Alta política. Hace cuatro meses los charcuteros celebraban que el Senado aprobó pedir al Gobierno la modificación de un decreto que prohibía a los carniceros vender directamente sus longanizas a bares y restaurantes. Hablamos de charcutería tradicional y no de los chorizos trajeados que acaparan la agenda judicial. Al hilo de la victoria chacinera, un parlamentario socialista sacó pecho para proclamar que la Cámara Alta sirve para algo. Eludió añadir, y no por desliz, que si algún conflicto de intereses de mayor cuantía hubiese amenazado la geografía variable, que es el eufemismo puesto en circulación por los socialistas encargados de innovar el lenguaje criptográfico en materia de insuficiencias, los chacineros se habrían quedado pasmados y con el delantal mirando a Picanya. O sea, que el Senado sirve, si el Congreso no se opone. Y cuando amenaza derrota, como en el límite del gasto para los próximos presupuestos del Estado, el asunto vuelve al toril y se renegocian las alianzas en el Congreso, pagando lo que sea. Lo que no priva al mausoleo de la nómina, faltaría más. Desde hace tres décadas que ese cementerio de elefantes y retiro de viejas glorias, valga la redundancia, sigue anclado en el quiero y no puedo, que es una inhabilitación de facto. Una vez al año o así, se reivindica como Cámara de representación territorial, pero es mentira, porque 30 años de fosilización no dejan lugar a dudas sobre sus verdaderas intenciones. Así aguantó Penélope, tejiendo y destejiendo mientras esperaba el regreso de Ulises. Los románticos del XIX, cuando el deseo perduraba como intangible sin pasar a mayores, se suicidaban incluso poéticamente. Adiós, mundo cruel. En el Senado, ni se les pasa por la cabeza. Tampoco han considerado, pese a la crisis, la posibilidad de disolverse discretamente o mantener abierto el quiosco con voto ponderado, como cualquier consejo de administración de una mercantil participada.
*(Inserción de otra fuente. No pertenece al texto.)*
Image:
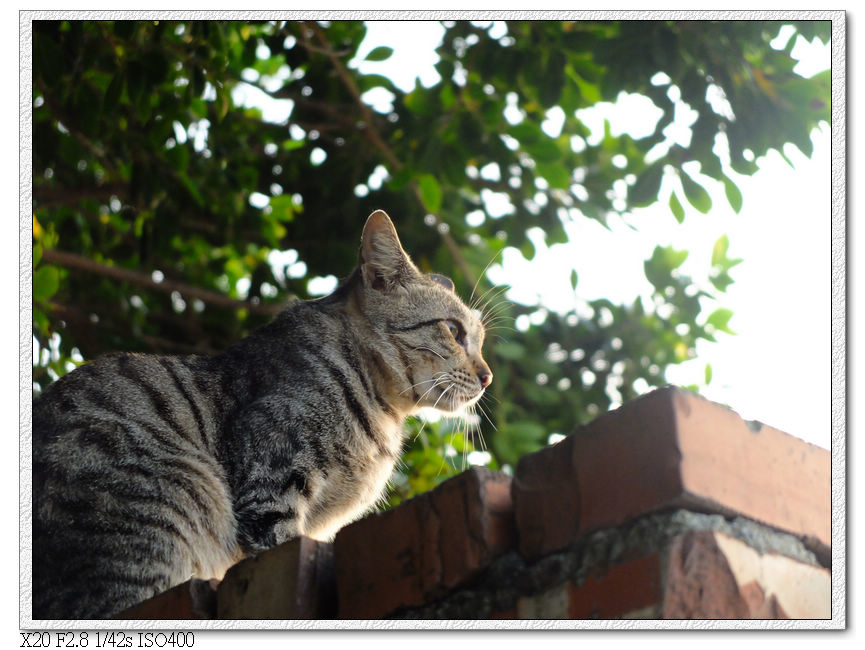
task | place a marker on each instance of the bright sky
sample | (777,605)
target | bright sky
(777,368)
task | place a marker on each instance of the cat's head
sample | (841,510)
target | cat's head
(435,339)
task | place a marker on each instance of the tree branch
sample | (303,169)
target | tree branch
(80,263)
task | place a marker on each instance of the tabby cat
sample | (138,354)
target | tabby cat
(149,470)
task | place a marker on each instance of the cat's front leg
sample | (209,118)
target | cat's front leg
(263,524)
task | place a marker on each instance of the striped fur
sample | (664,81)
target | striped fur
(150,470)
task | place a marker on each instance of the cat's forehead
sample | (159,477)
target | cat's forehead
(434,296)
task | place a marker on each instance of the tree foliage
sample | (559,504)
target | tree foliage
(171,216)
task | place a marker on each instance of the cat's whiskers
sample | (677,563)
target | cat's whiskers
(425,381)
(431,350)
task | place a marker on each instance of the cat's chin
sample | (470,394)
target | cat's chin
(457,407)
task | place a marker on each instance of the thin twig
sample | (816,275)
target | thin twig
(80,263)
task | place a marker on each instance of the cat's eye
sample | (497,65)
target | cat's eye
(456,331)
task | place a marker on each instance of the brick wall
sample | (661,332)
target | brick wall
(670,507)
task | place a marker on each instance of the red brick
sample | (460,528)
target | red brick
(417,552)
(292,581)
(624,590)
(193,599)
(669,449)
(711,575)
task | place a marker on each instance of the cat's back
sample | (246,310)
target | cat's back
(123,469)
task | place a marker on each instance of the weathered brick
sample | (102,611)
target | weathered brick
(669,449)
(425,547)
(193,599)
(712,575)
(629,589)
(292,581)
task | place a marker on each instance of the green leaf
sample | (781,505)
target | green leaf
(719,250)
(676,208)
(290,145)
(46,281)
(645,190)
(431,193)
(719,319)
(379,53)
(696,194)
(112,93)
(544,150)
(282,207)
(734,195)
(557,175)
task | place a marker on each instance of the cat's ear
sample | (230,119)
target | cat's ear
(383,263)
(445,281)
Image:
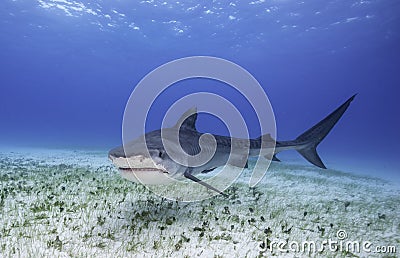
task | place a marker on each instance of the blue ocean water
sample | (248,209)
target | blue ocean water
(68,67)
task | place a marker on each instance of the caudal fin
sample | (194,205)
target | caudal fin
(312,137)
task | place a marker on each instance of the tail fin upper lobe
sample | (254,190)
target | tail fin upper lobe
(312,137)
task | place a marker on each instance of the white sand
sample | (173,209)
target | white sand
(61,203)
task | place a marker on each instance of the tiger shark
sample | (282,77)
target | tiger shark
(146,159)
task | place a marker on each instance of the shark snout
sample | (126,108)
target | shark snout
(117,152)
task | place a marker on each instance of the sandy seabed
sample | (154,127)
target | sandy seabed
(63,203)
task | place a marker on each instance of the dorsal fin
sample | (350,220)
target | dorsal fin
(188,120)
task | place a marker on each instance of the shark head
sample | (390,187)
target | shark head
(145,160)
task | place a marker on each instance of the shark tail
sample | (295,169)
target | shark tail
(309,140)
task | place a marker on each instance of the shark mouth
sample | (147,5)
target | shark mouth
(143,170)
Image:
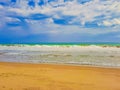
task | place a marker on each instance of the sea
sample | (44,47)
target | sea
(93,54)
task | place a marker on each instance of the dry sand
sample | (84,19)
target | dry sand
(14,76)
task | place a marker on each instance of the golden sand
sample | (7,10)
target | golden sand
(14,76)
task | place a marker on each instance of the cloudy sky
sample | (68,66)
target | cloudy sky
(35,21)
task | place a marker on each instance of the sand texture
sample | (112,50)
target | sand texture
(14,76)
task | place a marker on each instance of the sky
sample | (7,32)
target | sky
(36,21)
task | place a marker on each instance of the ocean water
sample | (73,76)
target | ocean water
(64,53)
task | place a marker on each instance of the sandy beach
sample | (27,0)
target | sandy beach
(15,76)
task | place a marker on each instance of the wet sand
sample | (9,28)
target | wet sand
(15,76)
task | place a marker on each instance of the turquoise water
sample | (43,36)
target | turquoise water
(66,44)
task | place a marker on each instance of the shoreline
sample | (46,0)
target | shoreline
(20,76)
(61,64)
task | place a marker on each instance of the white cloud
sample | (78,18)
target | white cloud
(115,21)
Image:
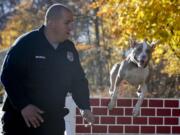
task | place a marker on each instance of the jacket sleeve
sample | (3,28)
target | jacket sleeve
(13,72)
(79,88)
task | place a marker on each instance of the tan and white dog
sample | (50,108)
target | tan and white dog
(134,69)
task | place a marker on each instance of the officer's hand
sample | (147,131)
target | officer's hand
(32,115)
(88,116)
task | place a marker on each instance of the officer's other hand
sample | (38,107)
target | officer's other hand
(32,115)
(88,116)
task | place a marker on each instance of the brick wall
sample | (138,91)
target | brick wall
(157,116)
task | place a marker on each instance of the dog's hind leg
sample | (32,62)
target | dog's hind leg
(114,95)
(113,74)
(142,89)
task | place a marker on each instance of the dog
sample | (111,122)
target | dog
(134,69)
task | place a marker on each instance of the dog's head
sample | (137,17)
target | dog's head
(141,52)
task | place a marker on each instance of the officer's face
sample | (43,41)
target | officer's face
(63,26)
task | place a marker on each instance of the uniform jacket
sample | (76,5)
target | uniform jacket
(36,73)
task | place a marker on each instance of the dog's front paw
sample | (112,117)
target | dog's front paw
(135,112)
(111,104)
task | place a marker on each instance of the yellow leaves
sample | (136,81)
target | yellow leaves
(153,19)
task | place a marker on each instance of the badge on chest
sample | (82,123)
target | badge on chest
(70,56)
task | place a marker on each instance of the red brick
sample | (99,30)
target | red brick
(116,111)
(100,111)
(124,120)
(131,129)
(83,129)
(115,129)
(128,111)
(147,112)
(144,104)
(99,129)
(155,103)
(107,120)
(171,103)
(171,121)
(147,129)
(105,102)
(97,121)
(176,129)
(79,120)
(94,102)
(163,129)
(124,102)
(139,120)
(163,112)
(155,121)
(176,112)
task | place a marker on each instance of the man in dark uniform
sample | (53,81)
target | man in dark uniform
(39,70)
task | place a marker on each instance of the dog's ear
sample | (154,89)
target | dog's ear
(132,43)
(153,44)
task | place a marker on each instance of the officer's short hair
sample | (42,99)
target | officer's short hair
(55,12)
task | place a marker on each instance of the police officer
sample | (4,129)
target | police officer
(39,70)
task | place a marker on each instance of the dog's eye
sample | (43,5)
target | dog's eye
(139,49)
(147,51)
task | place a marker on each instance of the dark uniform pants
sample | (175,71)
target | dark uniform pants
(14,124)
Con el ahorro, además de la banca tóxica, podrían salvar hasta las finanzas de la Generalitat valenciana, que ya es decir. Se entiende que surjan tempranas vocaciones para recalar en el balneario, cual es el caso de Leire Pajín, mientras espera la próxima derrota para heredar el páramo del PSPV.

Gozosa noticia, la de días atrás en la Cámara Alta, allí donde los senadores del PP plantearon eliminar los impuestos sobre la compra de yates. Demasiado, incluso para la izquierda acomodada. Cáritas y la Cruz Roja no dan abasto en el reparto de víveres y los señoritos, a los que ya libraron del engorroso impuesto sobre el patrimonio, no quieren pagar la matriculación de su armada invencible. El defensor de la moción alegó que no era para yates de lujo sino para barquichuelos de 60.000 o 70.000 euros. Que es lo que cualquier currante tiene amarrado a la puerta de casa, esperando el plenilunio para darse un garbeo por la mar océana. Su señoría añadió que el sector náutico de recreo ocupa a 115.000 personas. ¿Perderán el empleo por culpa de la fiscalidad? Pues a reflotar, nunca mejor dicho, yates, nucleares caducadas y lo que haga falta. Lástima que nadie pensase en el futuro de los verdugos que se extinguirían con la abolición de la pena de muerte. Porque, estética aparte, hacían su trabajo. Como los serenos y otras profesiones venidas a menos o simplemente extintas ¿Asombroso? Tanto como la inutilidad de una izquierda instalada, que frena el escape fiscal de los yates, pero es incapaz de combatir la piratería parapetada tras el amarre.